The decision is terrific news for the New York City hotel industry, which will no longer have to face high-quality competition from individuals renting out gorgeous rooms at attractively low prices in desirable neighborhoods. But it benefits nobody else – not apartment owners forced to forego valuable income from potential renters, not middle-to-low-income tourists looking for an affordable place to stay the night in an already-expensive city, and not the overall city economy, which has now been saddled with hundreds of thousands of square feet in unusable room space. It’s a lose-lose-lose.
New York’s hotel law, as John Stossel points out at Reason, looks suspiciously like cartel-driven monopoly protectionism. It’s part of a recurring public policy pattern: entrenched commercial interests use the power of the state to shut out up-and-coming competitors, stifling innovation and progress while simultaneously preserving market share. That can be done by raising market entry barriers to prohibitive heights – say, by manipulating archaic taxi regulations against companies like Uber – or by simply pushing laws that protect your economic niche against competitive intrusion, as automobile dealers did to prevent Tesla and BMW from bypassing costly middlemen and selling directly to consumers. And the Senate recently appeased big-box retailers like Walmart and Target by passing a national Internet sales tax, which would require small businesses who sell goods online to collect sales tax (a regressive duty that hurts low-income citizens the most) in every jurisdiction to which they ship. Consumers and energetic new businesses lose; inefficient old money wins. (In other news, the Pony Express has sued Gmail for offering superior mail delivery service, New York has barred the electric lightbulb due to a complaint from the Candlemakers' Association, ExxonMobil has petitioned the federal government to prohibit production of Elon Musk's new hydrogen-fuel-cell-powered sports car, and United Airlines is filing suit against the inventor of the personal jetpack for violating airspace regulations.)
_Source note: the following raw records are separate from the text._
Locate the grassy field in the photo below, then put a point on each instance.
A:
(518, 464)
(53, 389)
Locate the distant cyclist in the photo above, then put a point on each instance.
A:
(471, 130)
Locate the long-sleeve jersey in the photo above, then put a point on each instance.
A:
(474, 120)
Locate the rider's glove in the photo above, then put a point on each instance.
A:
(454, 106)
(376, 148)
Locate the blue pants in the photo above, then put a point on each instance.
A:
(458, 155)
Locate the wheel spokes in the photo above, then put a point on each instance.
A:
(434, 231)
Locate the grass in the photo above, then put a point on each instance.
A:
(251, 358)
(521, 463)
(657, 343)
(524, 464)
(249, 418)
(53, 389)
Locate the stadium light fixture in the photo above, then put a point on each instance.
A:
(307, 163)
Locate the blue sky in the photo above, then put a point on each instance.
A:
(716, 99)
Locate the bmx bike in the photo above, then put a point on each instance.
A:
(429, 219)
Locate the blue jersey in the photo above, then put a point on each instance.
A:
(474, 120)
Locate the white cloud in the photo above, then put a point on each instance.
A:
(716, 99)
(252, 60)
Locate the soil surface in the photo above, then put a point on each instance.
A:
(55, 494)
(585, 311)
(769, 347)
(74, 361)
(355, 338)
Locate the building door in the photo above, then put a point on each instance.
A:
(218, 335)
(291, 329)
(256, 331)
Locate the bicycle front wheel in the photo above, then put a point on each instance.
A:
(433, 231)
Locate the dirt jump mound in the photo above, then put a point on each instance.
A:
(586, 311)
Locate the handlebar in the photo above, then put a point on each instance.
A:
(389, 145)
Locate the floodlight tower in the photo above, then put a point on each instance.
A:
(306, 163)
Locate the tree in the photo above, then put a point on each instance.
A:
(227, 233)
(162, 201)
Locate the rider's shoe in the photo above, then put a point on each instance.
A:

Most broadly, however, the law’s reluctance to keep pace with the sharing economy reflects a systemic lag in government reaction time to the realities of changing technology. Last October, Minnesota announced that California-based startup Coursera would be prevented from offering free online education within state boundaries (a decision that Minnesota thankfully reversed after an outburst of public criticism.) As the sharing and online economy booms, regulators are going to have to adapt quickly and flexibly to new ways of meeting consumer demand. Whether that goal can be achieved through self-regulation – via internal Yelp-style rating systems and review, for instance – or by revamping rigid commercial laws to account for a constantly shifting economic landscape, it’s time for the state to catch up to the preferences of the people it governs, not the demands of special interests preserving their economic privilege at our expense.
As citzens, consumers, and taxpayers, we should settle for nothing less.